A single charged ion has a mass of 1.13× 10^ -23 . It is accelerated through a potential difference of 500 V . It enters a magnetic field of 0.4 T , moving perpendicular to the field . The radius of its path in the field is ?
Answers
Answer:
20
Explanation:
I hope you understand
Given: mass of charged ion= 1.13× 10^ -23, Potential difference= 500V, Magnetic field= 0.4T
To find: Radius of the path of charged ion in the field.
Solution: With the help of radial acceleration and Newton's second law of motion, the magnetic field can be find through the given formula:
B= mv/qR
where, m is mass of the particle, v is speed of the particle, q is charge on the particle, R is radius of the path.
We know that, the charged particle is accelerating through a potential difference.

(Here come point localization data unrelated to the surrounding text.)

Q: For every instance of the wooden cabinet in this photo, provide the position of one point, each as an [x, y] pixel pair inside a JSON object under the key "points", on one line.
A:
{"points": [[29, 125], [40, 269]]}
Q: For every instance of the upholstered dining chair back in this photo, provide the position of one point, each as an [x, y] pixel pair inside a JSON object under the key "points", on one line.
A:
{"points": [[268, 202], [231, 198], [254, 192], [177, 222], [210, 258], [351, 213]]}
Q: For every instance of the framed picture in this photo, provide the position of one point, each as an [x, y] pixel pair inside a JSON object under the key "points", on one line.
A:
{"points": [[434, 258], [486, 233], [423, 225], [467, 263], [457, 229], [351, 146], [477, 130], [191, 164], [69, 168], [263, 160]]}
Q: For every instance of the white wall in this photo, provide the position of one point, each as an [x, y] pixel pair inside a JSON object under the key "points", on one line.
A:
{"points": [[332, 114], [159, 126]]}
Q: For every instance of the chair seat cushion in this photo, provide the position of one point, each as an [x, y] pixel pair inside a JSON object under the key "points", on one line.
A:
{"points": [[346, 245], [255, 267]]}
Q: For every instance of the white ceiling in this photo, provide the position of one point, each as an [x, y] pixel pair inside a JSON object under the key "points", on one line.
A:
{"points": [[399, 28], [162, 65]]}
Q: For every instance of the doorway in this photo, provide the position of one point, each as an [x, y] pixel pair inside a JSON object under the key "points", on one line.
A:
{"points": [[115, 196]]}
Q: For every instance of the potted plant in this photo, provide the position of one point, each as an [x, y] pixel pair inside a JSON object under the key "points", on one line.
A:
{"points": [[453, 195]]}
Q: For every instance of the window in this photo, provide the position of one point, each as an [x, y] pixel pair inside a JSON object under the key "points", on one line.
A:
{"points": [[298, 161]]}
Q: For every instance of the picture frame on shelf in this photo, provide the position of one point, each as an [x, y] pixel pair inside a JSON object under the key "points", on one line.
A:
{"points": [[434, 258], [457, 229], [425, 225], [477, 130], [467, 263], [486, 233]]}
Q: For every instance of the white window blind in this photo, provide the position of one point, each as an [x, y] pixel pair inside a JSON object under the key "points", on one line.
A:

Therefore work done can be written as
eV= 1/2mv^2
v=√(2eV/m)
putting the values of e, V, m in the above equation we will get v that is speed of the ion
v= √( 2× (1.6×10^-19C)×(500V)/(1.13×10^-23)
v= 3.75× 10^3 m/s
we now have speed of the particle, putting in the formula B= mv/qR, we will get R
0.4= 1.13×10^-23×3.75×10^3/(1.6×10^-19C)× R
R= 0.662m
Therefore, the radius of the path of charged particle in the field will be R= 0.662m.